We’ve been very fortunate to have grown Boba Guys from the ashes of the Great Recession. We attribute of a lot our success to the macro-climate of change. President Obama and his team did a remarkable job steering us through a crazy time. I know because many of my friends were on the front lines, protecting our economy, government, and ideals. What happened isn't a direct reflection of his accomplishments.

That being said, as we have all witnessed, we left a huge portion of our country behind during our ascendance. BIGLY. HUGE. I spent four of my formative professional years at Wal-Mart serving everyday Americans-- and if there’s one thing I learned, it’s that we don’t listen to each other.

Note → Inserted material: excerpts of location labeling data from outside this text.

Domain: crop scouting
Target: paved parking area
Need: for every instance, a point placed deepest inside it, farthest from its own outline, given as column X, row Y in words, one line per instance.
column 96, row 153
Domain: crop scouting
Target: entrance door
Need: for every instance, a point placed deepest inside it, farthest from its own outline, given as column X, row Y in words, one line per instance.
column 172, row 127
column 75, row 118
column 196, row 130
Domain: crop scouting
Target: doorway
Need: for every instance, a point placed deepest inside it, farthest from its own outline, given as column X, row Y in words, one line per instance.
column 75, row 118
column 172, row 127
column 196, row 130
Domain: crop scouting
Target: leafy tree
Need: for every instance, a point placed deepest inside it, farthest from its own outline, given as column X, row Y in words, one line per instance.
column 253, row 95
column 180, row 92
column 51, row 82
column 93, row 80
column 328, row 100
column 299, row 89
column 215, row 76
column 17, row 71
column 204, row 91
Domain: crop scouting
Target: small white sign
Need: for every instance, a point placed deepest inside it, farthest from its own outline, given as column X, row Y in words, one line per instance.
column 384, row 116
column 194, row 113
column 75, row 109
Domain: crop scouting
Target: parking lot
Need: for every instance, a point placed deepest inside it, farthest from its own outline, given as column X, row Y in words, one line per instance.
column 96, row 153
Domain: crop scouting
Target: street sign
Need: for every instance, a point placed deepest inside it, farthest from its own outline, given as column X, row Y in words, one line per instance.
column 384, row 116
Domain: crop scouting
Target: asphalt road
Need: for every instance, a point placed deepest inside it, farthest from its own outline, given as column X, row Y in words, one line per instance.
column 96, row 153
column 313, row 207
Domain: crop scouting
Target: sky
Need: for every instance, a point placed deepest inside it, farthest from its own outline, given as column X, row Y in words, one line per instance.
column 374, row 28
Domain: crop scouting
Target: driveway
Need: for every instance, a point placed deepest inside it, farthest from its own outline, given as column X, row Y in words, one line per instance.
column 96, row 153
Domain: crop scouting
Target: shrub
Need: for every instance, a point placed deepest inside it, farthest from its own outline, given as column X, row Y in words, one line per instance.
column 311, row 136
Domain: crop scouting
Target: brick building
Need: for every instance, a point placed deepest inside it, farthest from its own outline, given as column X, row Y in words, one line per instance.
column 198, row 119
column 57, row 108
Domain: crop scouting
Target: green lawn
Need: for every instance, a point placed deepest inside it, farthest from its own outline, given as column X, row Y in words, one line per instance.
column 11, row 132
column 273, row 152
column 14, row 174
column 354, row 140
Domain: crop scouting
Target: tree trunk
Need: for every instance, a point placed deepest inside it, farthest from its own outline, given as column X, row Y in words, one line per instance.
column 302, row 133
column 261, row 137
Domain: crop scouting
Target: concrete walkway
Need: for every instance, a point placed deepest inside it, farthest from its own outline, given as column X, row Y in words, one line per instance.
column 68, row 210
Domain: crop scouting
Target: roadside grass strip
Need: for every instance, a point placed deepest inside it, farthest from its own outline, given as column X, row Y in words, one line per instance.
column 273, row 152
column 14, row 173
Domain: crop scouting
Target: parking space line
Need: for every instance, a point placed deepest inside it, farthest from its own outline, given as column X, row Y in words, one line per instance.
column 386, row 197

We in the big metros aren’t familiar with their struggle. It's definitely an Us vs. Them mentality. Even I—as a consumer marketer that is supposed to speak to these people—felt like I was a foreigner in my own country. In hindsight, I bet they felt the same whenever they turned on the TV or visited “The Big City” on vacation. This was a huge lesson in empathy.

This isn’t just about Rural vs. Urban, or Proletariats vs. the Elites. This is about how two vastly different cultures can get along. As I told many of you this summer, no matter what happens, half of this country is going to be very unhappy and we need to get ready for that. And given that most of you are participating in our process for the very first time, I want to encourage you to have the audacity of hope. It’s easy to be jaded, apathetic, or bitter, but that’s the social inertia that has been tearing humanity apart for millennia. 

This all comes back to our mission at Boba Guys: to bridge cultures. Bin and I envisioned a company that brought people from various backgrounds—ethnicity, gender, hometown, and social status—together. Whenever we look at our team and our guests packed into a small store, we smile and say, “This is what America should look like one day... And we need bigger stores." Some of you laugh when I say, “Boba Guys is a beautiful mosaic of people.” It’s true and I don’t care if it’s cheesy. 

As Barry says, “Our brand of democracy is hard.” On a broader level, I say, “Our brand of Culture is hard.” To get a diverse group of individuals to agree on a common goal is like pushing a boulder uphill. If you like anthropology or history, you’ll know that humans are notoriously bad at getting along with people different from them. It’s why Bin and I even struggle with leading all 100+ of you! You folks are all so different… in a good way! =)

But to give up on bridging cultures is taking the easy way out. It even challenges Bin and I as your leaders because it shapes how best to run our company. Yes, as a business, we can serve a specific segment of the population and it’ll be 10X easier to operate.  And yes, as a business, we can hire a very cookie-cutter team that is easier to mobilize. But that’s not our vision. And that wasn’t our Founding Fathers’ vision. In my best Hamilton voice, the line from the Declaration of Independence goes, “We hold these truths to be self-evident that all men are equal.” All men and women.

So in the wake and ashes of a broken country, I ask that we all stay hopeful. It’s not like putting on a fake smile that we all do in front of our parents during the Holidays. It’s a optimistic smile knowing that this is the best opportunity for us Millennials—yes, I am born in 1982 so I am one of you—to show that we can buck the trend of humanity. We can love more than hate. We can work alongside the new—albeit different— regime to bridge cultures. 

I can tell you that being stubborn is only going to make this worse. Like at the end of Frozen, it took the warmth of Anna’s love to melt and change Elsa’s cold heart. As Dad as it sounds, that’s how it works in the real world. Well, we can't conjure frozen fractals, but you get the point. 

No one wins when it’s hate vs. hate. Or apathy vs. passion. At best, it’s a stalemate. At worst, it’s worldwide chaos. We owe it to humanity to listen better and hope for the best in people.